I write about this more on Civilities.

Posted by: Jon Garfunkel at April 27, 2004 8:19 PM

Jon, thanks for your response.

I understand your point (I think) and I understand that your KerryCore example is about something perceived to have worked. But maybe what we need to be working toward is what WILL work in the future, not what has worked in the past. Can't get to the future facing backwards.

I don't think I'm talking about "pretending everyone has equal access." I think equal access is a goal worth working towards, and a possibility if we don't think in hierarchical terms.
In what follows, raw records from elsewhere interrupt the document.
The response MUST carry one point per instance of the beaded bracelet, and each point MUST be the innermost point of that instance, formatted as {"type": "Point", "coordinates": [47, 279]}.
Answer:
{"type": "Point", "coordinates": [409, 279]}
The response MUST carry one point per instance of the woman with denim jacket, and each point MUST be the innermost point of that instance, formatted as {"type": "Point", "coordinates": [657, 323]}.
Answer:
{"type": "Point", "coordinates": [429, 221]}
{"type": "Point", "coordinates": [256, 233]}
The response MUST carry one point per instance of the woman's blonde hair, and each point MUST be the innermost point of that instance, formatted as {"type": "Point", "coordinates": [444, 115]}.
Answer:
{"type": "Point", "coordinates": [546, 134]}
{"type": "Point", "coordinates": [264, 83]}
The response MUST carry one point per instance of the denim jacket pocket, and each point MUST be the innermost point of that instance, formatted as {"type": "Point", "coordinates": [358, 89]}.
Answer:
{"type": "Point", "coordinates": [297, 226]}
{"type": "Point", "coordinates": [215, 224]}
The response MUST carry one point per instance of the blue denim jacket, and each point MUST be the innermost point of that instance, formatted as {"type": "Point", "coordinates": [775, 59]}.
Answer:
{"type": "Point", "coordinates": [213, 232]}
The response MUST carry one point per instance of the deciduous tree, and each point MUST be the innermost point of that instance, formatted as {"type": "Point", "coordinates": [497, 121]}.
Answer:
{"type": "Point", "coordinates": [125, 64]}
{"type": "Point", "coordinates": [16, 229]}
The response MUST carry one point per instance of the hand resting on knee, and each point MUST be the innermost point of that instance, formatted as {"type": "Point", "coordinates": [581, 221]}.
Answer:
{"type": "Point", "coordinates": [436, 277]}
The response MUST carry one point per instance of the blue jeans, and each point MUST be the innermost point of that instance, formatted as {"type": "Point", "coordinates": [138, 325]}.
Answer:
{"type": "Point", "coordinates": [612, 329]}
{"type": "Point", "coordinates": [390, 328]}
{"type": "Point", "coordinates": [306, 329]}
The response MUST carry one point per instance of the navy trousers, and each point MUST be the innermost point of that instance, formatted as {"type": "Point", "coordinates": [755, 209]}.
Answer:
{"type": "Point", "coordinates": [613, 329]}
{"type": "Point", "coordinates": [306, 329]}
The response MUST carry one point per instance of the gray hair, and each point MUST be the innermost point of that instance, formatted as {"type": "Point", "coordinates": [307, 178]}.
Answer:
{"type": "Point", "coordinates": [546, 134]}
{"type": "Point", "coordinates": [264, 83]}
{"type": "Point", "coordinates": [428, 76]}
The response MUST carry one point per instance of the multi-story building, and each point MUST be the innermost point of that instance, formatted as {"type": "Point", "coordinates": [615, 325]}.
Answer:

Perhaps it would look more like a multidimensional spiral... but I'm just playing with images.

In any case, equal access needn't have anything to do with money. Access could be through any type of contribution that has value to the whole.

Posted by: Elissa at April 27, 2004 10:28 PM

Elissa-- yes I agree. I'm a technocrat, so I favor "points" systems which can acknowledge people for field volunteering, reward others for online activism. Also, perhaps a point we can agree on is when an organization mentions "Sponsors, Hosts and VIPs", they really should make sure to include the volunteers who have actually applied their time and skills. If they don't the problem, is in the message it sends.


I don't believe KerryCore really has worked, and I have been very critical that it has fallen sort of what it can do.

Jon

Posted by: Jon Garfunkel at April 29, 2004 9:45 PM

The original study on how this all works was written in 1996:

http://www.rand.org/publications/MR/MR789/

The title is "The Advent of Netwar"

It draws much of its insight from the work of Luther Gerlach and Marlene Hine, who investigated movement networks in the late 1960s.

You can read about how the Netwar principle was applied by the WTO protesters in Seattle in:

http://www.rand.org/publications/MR/MR1382/MR1382.ch7.pdf

The title is "Netwar in the Emerald City"

Your tax dollars at work, use them wisely.

Posted by: Warbaby at May 2, 2004 12:04 PM

I'm working in the SF Bay area and I've seen three sets of groups working independantly through meet-ups Democrats, Kerry Campaign, and DFA (Dean people). We do need a way to co-ordinate with each other better. I was thinking we could start with a master calendar of activities and events. Can anyone recommend an on-line tool for this?

I agree with the need for the development of writers, spokespeople, facilitators, hosts, coordinators, and captains. I think the way to manage the volume of people who want to get involved is to give them the opportunity to take on a role that is needed and fits with the level of time and energy they want to contribute. By getting folks involved in a meaningful way, I think they'd be happy to leave the P2P communications to their captains, as long as the captains are trained to ensure people feel their voices are being heard.

Regards,

KMF
kmflores@sbcglobal.net

Posted by: K. Flores at May 25, 2004 1:33 AM

What army models may be used in general? And what are the disadvantages of the Roman Army model?